Bien sur les designers ont mûrement réfléchi à tout cela et pour aller récupérer des parts de marché la stratégie est excellente. Surtout que pour l’oeil avisé, celui qui saura apprécier les détails, pas de doute, nous sommes bien en présence d’une Jaguar, véritable félin sauvage qui ne demande qu’à bondir pour avaler l’asphalte. L’élégance britannique est bel et bien présente dans les gênes de cette XE, l’exercice est à mes yeux très réussi.
Je reviendrai encore sur la couleur de notre voiture d’essai à qui le pack « Black » en option (CHF 200.-) confère une apparence vraiment racée, la combinaison est très réussie ! D’ailleurs, rien de tel que cette finition, finalement peu onéreuse, pour effacer encore un peu plus l’image vieillotte que certains se font d’une Jaguar.
A l’intérieur
Je me glisse à bord de la berline anglaise et, en habitué des véhicules du groupe Jaguar Land Rover, je me sens immédiatement en terrain connu.

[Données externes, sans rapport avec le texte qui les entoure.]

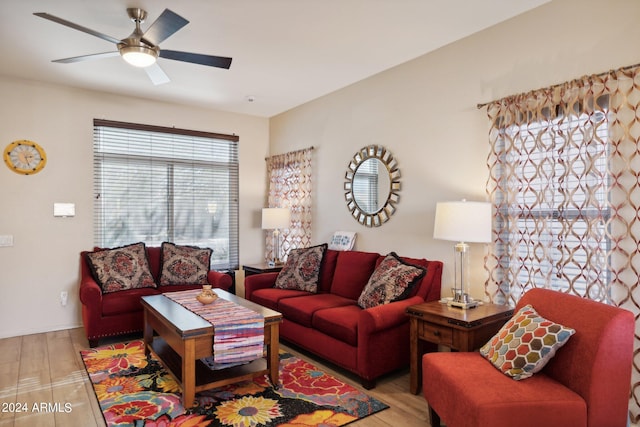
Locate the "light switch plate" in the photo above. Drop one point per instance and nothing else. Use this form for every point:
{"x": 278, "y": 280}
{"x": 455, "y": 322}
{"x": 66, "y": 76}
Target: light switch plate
{"x": 6, "y": 240}
{"x": 64, "y": 209}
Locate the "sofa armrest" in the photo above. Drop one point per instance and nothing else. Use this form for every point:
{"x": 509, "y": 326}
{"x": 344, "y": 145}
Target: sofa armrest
{"x": 258, "y": 281}
{"x": 220, "y": 280}
{"x": 385, "y": 316}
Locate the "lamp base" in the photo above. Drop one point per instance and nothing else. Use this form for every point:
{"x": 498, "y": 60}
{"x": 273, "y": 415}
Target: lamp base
{"x": 462, "y": 304}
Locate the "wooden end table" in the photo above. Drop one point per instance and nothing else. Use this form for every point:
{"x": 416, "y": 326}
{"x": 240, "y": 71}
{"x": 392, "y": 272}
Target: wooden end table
{"x": 184, "y": 338}
{"x": 458, "y": 329}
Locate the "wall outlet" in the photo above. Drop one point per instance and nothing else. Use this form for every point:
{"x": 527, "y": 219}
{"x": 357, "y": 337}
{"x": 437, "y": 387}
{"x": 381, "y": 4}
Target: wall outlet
{"x": 64, "y": 295}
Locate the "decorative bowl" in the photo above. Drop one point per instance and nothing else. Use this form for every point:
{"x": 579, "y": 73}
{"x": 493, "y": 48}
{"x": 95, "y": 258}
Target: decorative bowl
{"x": 206, "y": 299}
{"x": 207, "y": 296}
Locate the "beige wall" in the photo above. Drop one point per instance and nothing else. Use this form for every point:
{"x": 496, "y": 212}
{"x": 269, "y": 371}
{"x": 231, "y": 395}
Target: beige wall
{"x": 44, "y": 259}
{"x": 425, "y": 112}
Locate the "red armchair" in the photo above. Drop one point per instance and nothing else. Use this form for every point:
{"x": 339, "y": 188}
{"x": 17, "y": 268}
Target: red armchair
{"x": 586, "y": 383}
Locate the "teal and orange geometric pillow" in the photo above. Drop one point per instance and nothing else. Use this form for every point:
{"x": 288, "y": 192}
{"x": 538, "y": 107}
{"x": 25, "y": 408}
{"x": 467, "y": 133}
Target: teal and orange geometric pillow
{"x": 525, "y": 344}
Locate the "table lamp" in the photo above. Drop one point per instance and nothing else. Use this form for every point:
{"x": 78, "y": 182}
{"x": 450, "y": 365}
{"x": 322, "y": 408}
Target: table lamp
{"x": 275, "y": 219}
{"x": 463, "y": 222}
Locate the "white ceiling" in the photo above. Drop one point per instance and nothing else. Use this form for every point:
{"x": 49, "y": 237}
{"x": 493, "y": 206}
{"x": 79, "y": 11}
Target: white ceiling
{"x": 285, "y": 52}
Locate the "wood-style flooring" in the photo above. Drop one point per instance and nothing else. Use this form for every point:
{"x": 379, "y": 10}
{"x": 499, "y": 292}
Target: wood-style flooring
{"x": 43, "y": 383}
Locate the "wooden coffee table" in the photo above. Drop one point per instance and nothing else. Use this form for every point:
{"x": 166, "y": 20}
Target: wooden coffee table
{"x": 183, "y": 338}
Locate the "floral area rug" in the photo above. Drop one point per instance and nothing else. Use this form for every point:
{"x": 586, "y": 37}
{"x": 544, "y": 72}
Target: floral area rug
{"x": 134, "y": 390}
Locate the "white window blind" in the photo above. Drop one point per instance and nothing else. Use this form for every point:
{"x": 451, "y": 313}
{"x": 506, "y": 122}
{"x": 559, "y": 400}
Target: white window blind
{"x": 155, "y": 184}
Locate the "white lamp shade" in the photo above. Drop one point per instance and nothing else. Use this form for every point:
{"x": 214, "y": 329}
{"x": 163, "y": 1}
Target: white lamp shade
{"x": 275, "y": 218}
{"x": 463, "y": 221}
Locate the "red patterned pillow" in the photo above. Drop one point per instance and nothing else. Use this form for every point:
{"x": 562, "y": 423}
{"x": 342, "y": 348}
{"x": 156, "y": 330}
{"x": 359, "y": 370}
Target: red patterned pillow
{"x": 302, "y": 270}
{"x": 184, "y": 265}
{"x": 525, "y": 344}
{"x": 392, "y": 280}
{"x": 119, "y": 269}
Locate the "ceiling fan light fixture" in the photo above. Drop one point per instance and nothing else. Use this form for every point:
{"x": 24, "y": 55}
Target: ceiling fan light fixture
{"x": 139, "y": 56}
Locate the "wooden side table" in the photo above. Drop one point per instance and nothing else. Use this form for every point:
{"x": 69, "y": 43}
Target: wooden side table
{"x": 261, "y": 268}
{"x": 462, "y": 330}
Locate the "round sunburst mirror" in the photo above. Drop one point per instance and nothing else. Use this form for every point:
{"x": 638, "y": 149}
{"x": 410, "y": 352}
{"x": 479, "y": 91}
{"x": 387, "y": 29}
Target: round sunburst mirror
{"x": 372, "y": 184}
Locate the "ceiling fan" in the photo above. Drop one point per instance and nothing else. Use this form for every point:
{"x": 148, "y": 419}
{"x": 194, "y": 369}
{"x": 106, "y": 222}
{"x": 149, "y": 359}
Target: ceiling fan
{"x": 141, "y": 49}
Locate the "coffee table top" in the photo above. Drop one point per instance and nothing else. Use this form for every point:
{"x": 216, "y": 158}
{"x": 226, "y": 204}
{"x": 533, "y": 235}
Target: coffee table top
{"x": 189, "y": 324}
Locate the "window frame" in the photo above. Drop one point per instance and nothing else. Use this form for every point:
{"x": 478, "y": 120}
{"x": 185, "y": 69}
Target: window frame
{"x": 231, "y": 165}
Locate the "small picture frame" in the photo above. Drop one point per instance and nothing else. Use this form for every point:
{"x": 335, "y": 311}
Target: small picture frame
{"x": 342, "y": 240}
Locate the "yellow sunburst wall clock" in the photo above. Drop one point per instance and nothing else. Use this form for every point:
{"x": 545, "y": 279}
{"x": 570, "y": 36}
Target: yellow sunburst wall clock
{"x": 25, "y": 157}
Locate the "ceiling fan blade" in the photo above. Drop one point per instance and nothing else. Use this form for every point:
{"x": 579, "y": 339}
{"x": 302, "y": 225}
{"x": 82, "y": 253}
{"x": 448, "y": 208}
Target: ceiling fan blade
{"x": 156, "y": 74}
{"x": 87, "y": 57}
{"x": 196, "y": 58}
{"x": 164, "y": 27}
{"x": 77, "y": 27}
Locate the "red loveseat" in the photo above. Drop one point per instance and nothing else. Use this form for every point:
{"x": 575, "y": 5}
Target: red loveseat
{"x": 368, "y": 342}
{"x": 585, "y": 384}
{"x": 118, "y": 313}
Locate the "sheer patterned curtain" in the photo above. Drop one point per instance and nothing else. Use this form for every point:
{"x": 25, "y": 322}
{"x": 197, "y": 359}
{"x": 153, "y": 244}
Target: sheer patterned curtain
{"x": 289, "y": 177}
{"x": 564, "y": 180}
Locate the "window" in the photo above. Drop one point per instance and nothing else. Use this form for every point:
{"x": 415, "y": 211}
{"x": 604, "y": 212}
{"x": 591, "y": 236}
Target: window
{"x": 155, "y": 184}
{"x": 552, "y": 203}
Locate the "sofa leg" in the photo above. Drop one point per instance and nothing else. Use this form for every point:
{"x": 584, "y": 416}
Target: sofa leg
{"x": 434, "y": 418}
{"x": 368, "y": 384}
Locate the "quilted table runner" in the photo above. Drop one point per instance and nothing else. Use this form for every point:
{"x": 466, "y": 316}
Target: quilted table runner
{"x": 238, "y": 331}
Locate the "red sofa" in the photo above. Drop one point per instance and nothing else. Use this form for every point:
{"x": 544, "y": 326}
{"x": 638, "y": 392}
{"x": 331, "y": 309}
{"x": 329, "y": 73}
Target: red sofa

L’instrumentation, les boutons et la fameuse molette du sélecteur de vitesse sont des choses que nous connaissons déjà. Autre détail typiquement Jaguar, la partie supérieure du tableau de bord qui souligne le pare-brise et vient se noyer dans les hauts des intérieurs de portes. En terme de nouveauté, il faudra s’attarder sur la console centrale relativement épurée et bien spécifique à cette nouvelle venue. D’ailleurs, cette présentation se retrouvera dans la nouvelle mouture de sa grande sœur, la XF, qui vient d’arriver sur nos routes.
Le constructeur a également travaillé sur son interface infotainement et, même si les menus ne changent pas drastiquement, il faut reconnaitre que le tout est plus moderne. Niveau fonctionnalités, rien à redire, tout est présent et de surcroit de série sur notre voiture d’essai. Certes, il faut admettre que le fonctionnement n’est pas aussi performant que chez la concurrence, mais c’est aussi ça, le charme britannique.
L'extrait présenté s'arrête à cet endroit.